1

Consider the following HTML:

<div>
  text1
</div>
<div>
  <span>
    text2
  </span>
</div>
<div>
  text3
</div>

I need to select all the nodes with text1/text2/text3. When I use

/html/body/div[position() > 0]

I obviously don't get the span around text2, but the div around <span>text2</span>. How can I say: If there is a span following the div, then return the span; if the div is already the last element in a path, return the div? So the intended nodes would be:

div[0]
div[1]/span
div[2]

Update: This one works, but is there a shorter way to do it? (e.g. I am writing /html/body/divin both of them, is it possible to make the pipe symbol (or) at a later place?)

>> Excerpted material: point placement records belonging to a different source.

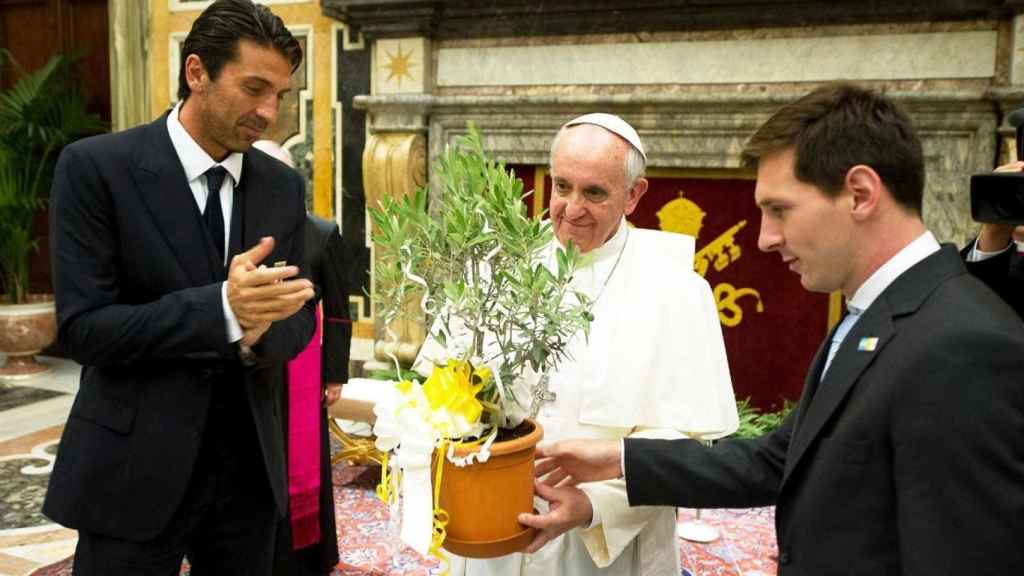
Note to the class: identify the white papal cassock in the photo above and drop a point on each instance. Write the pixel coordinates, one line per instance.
(653, 366)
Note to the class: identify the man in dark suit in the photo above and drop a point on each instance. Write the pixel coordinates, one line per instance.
(325, 258)
(904, 454)
(173, 444)
(996, 256)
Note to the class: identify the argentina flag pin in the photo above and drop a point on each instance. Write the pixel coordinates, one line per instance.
(867, 344)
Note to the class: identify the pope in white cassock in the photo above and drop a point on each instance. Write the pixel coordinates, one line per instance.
(653, 365)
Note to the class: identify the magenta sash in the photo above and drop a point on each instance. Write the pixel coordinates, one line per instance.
(304, 395)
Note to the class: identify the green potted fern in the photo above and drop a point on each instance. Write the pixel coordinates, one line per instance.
(40, 114)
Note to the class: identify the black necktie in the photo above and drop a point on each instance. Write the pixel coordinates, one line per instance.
(213, 215)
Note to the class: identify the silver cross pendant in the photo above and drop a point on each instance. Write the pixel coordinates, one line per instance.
(542, 396)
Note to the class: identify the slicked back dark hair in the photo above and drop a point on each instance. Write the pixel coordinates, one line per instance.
(839, 126)
(215, 34)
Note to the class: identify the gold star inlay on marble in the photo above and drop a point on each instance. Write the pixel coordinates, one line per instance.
(399, 65)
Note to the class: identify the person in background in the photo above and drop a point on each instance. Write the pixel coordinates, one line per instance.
(996, 256)
(307, 540)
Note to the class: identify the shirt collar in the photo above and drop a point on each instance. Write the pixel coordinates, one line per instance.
(924, 246)
(194, 159)
(612, 247)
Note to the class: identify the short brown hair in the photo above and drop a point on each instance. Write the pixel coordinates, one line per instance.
(839, 126)
(215, 35)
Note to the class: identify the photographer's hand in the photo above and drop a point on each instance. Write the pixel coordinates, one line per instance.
(994, 238)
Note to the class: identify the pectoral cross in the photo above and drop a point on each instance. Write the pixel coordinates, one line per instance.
(541, 396)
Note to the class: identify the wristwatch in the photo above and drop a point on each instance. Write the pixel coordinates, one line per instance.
(247, 356)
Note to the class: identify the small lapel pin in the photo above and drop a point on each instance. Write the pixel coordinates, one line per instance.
(867, 344)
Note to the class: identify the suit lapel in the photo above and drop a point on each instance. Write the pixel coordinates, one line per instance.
(165, 193)
(845, 371)
(903, 297)
(257, 192)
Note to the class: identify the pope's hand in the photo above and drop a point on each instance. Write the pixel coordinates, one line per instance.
(992, 237)
(568, 507)
(259, 295)
(572, 461)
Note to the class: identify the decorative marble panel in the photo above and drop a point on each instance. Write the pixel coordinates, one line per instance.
(400, 67)
(957, 130)
(947, 54)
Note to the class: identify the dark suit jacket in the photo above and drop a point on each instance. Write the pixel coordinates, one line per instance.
(326, 263)
(1004, 274)
(906, 459)
(138, 298)
(326, 260)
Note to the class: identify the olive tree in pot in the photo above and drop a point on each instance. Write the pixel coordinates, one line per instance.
(40, 114)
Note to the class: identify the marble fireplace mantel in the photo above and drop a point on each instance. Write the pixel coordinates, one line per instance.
(960, 131)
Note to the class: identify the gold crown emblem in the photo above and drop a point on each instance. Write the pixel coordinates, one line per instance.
(682, 216)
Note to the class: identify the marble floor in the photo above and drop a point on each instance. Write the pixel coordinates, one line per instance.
(32, 416)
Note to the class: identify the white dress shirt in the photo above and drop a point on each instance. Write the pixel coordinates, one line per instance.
(196, 162)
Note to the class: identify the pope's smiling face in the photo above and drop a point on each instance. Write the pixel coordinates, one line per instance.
(591, 195)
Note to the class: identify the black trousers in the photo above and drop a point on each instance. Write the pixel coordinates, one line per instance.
(226, 522)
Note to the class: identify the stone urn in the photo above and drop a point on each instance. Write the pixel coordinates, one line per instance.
(25, 330)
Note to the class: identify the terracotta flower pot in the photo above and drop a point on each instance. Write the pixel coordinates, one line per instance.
(25, 330)
(484, 499)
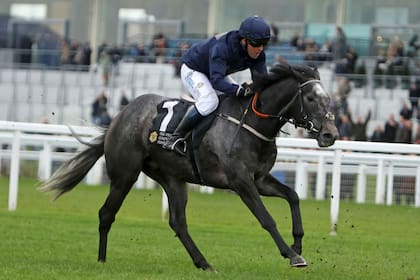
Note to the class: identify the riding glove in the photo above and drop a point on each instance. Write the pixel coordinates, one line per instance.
(244, 90)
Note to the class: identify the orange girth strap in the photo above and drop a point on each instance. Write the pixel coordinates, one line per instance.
(259, 114)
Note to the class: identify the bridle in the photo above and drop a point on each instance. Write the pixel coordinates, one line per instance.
(303, 122)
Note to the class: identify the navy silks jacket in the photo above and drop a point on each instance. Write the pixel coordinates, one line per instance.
(220, 56)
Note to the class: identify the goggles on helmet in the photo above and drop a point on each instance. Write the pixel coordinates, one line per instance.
(258, 43)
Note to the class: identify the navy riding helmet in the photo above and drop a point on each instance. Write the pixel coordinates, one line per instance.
(256, 30)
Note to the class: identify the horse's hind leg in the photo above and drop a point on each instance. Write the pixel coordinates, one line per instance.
(118, 191)
(269, 186)
(177, 197)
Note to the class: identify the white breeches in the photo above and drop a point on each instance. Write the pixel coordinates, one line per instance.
(199, 86)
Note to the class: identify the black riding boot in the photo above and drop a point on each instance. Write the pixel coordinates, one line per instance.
(177, 140)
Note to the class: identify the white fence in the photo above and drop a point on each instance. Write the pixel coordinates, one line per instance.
(384, 160)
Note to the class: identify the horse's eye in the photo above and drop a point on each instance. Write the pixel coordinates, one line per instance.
(310, 98)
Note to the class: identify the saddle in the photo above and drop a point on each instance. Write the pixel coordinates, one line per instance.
(169, 114)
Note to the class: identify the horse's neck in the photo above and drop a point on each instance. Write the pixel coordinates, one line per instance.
(241, 108)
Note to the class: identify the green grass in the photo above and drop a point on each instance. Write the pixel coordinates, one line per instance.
(45, 240)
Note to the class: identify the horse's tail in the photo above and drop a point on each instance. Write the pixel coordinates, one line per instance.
(71, 172)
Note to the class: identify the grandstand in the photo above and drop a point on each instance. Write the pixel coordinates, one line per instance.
(44, 90)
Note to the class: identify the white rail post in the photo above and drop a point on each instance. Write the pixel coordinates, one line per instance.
(14, 171)
(45, 162)
(335, 191)
(380, 183)
(390, 184)
(320, 179)
(165, 206)
(361, 184)
(417, 191)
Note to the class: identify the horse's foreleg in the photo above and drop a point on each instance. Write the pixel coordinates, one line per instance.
(107, 214)
(269, 186)
(177, 198)
(251, 198)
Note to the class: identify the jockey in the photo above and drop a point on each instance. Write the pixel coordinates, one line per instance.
(207, 65)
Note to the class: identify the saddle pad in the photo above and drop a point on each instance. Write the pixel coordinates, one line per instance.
(169, 114)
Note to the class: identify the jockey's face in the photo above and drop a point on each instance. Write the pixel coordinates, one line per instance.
(253, 50)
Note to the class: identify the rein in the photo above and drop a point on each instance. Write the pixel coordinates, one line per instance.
(307, 124)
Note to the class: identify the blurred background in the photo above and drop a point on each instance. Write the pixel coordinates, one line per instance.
(68, 61)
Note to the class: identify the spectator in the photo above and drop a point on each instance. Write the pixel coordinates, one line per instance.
(98, 107)
(359, 127)
(344, 128)
(274, 34)
(115, 56)
(417, 136)
(414, 95)
(105, 118)
(102, 47)
(378, 134)
(390, 130)
(351, 60)
(123, 100)
(404, 131)
(105, 65)
(159, 48)
(413, 46)
(177, 57)
(339, 50)
(406, 112)
(296, 41)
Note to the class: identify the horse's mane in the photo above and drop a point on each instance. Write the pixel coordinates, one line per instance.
(283, 71)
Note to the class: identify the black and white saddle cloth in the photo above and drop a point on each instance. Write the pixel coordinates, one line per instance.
(169, 114)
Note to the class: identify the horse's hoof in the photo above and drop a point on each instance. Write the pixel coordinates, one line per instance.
(298, 261)
(210, 269)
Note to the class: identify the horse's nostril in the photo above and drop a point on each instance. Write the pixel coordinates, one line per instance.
(329, 136)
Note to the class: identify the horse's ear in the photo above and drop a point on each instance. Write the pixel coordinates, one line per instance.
(259, 80)
(256, 76)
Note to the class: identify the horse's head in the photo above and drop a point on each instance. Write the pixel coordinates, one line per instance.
(296, 95)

/html/body/div[position() > 0 and count(*) = 0] | /html/body/div[position() > 0]/span
stefan.at.kotlin
  • 15,347
  • 38
  • 147
  • 270
  • 1
    You may take a look at this post: https://stackoverflow.com/questions/14631590/get-text-content-of-an-html-element-using-xpath . Using /html/body/div/text() should result what you need. But I may misunderstand what you want. – Gaël Barbin Apr 10 '21 at 14:30
  • 2
    What version of XPath? In XPath 2.0+, you can do `/html/body/div/(span | self::div[not(span)])`, but XPath 1.0 doesn't support that syntax, so you're either stuck with `/html/body/div[not(span)] | /html/body/div/span` or first select all `/html/body/div` and then select `span | self::div[not(span)]` from there. – JLRishe Apr 10 '21 at 14:35
  • 1
    @Gaël Thanks, it worked with `/html/body/div//text()` /note the two `//`before `text()`) :-) Please consider posting as answer. – stefan.at.kotlin Apr 10 '21 at 14:41
  • @JLRishe Thanks, I had to look up the version, but as I am in a browser context (Chrome) it's 1.0 as I learned. But yes, the one for version 2 would have been what I expected. Unfortunately I am limited to 1.0 ): You could also post as an answer for those able to use 2.0 – stefan.at.kotlin Apr 10 '21 at 14:42

1 Answers1

0

I order to select a node with text content in it, you can use the text() selector.

So if you want select all nodes with some text content form a root node, you can use this xpath selector:

//ROOT_NODE//text()

So, for your example and as you said in your comment:

/html/body/div//text()

Gaël Barbin
  • 3,769
  • 3
  • 25
  • 52